I don't know. Maybe. I've gone back and forth on this many times.
Wanting to play a video game, and having to learn how to free up enough conventional memory in DOS that I could do so without giving up sound and joystick control, was really my entry into tech. I can't say my life would have been better without them.
On the other hand, they're as much of a time sink as you allow them to be, and in the last decade are increasingly also vying to be an unlimited money sink in the form of microtransactions, lootboxes, gimped free-to-play (or even pay-to-play!) with progression held back without paid boosts, etc. Should we want to engage with such dark patterns?

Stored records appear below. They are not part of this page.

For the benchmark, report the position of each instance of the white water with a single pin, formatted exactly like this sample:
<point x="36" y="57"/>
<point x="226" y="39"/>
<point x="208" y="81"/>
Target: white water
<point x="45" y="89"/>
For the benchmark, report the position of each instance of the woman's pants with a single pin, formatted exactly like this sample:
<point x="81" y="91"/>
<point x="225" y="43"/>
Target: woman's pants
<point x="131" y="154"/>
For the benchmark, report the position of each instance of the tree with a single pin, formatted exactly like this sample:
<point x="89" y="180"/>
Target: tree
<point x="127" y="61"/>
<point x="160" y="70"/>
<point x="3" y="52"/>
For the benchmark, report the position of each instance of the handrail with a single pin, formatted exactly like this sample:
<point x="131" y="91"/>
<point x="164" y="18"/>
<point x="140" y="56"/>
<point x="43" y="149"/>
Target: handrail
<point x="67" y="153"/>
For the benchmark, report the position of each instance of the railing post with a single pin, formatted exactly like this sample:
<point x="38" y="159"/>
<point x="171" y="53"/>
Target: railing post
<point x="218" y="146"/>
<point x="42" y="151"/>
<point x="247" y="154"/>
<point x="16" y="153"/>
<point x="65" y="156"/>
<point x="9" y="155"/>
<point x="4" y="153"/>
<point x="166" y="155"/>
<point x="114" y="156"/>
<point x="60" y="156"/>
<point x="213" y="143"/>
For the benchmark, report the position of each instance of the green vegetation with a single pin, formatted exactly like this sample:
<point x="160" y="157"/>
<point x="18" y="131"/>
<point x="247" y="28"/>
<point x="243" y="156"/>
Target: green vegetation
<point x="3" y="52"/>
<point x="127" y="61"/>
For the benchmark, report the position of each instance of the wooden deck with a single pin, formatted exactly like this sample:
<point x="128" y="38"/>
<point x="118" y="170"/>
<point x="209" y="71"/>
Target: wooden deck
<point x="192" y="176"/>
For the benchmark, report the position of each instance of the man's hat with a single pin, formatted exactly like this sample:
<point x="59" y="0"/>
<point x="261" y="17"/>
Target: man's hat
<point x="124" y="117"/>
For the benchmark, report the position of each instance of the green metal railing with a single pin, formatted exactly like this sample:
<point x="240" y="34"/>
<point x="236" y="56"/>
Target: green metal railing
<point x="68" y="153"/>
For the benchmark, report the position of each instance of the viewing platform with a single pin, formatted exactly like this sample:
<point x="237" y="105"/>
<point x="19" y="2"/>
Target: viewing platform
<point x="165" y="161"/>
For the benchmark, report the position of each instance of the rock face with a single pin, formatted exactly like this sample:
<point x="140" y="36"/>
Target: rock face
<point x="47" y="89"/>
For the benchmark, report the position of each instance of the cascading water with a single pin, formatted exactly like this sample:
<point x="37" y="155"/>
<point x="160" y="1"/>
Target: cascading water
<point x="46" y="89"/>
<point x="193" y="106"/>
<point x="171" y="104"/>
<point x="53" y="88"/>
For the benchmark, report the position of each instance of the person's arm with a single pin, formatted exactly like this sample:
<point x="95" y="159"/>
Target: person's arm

Once I got into Linux in the mid 90s, and especially once I really bought into the whole FL/OSS-as-an-ethos activist/evangelist stuff as a late-teen, my gaming options became quite limited. I spent a long time saying playing video games was bad, and a sign of poor life choices. I dialed back my rhetoric as I entered my late 30s, and I own and occasionally use a Steam Deck now. I even "own" Diablo 4 - failing to take my own advice here - but I do find it difficult to convince myself to invest time in what is essentially an MMO that will probably be reset or switched off at some point. There's no sense of permanence, and I have no faith that MicrosoftActivisionBlizzard will keep running D4 services for the next 25 years the way Blizzard did for Diablo II.
But I've got the farm now, and that will outlast me, so whatever. "Touch grass" as the kids say, but as a(n a)vocation.
That's certainly more than you wanted to read. Sorry.
If you stick to PC instead, you’re still at the mercy of platforms like Steam. They can, and will, remove games over time. GTA being a great example.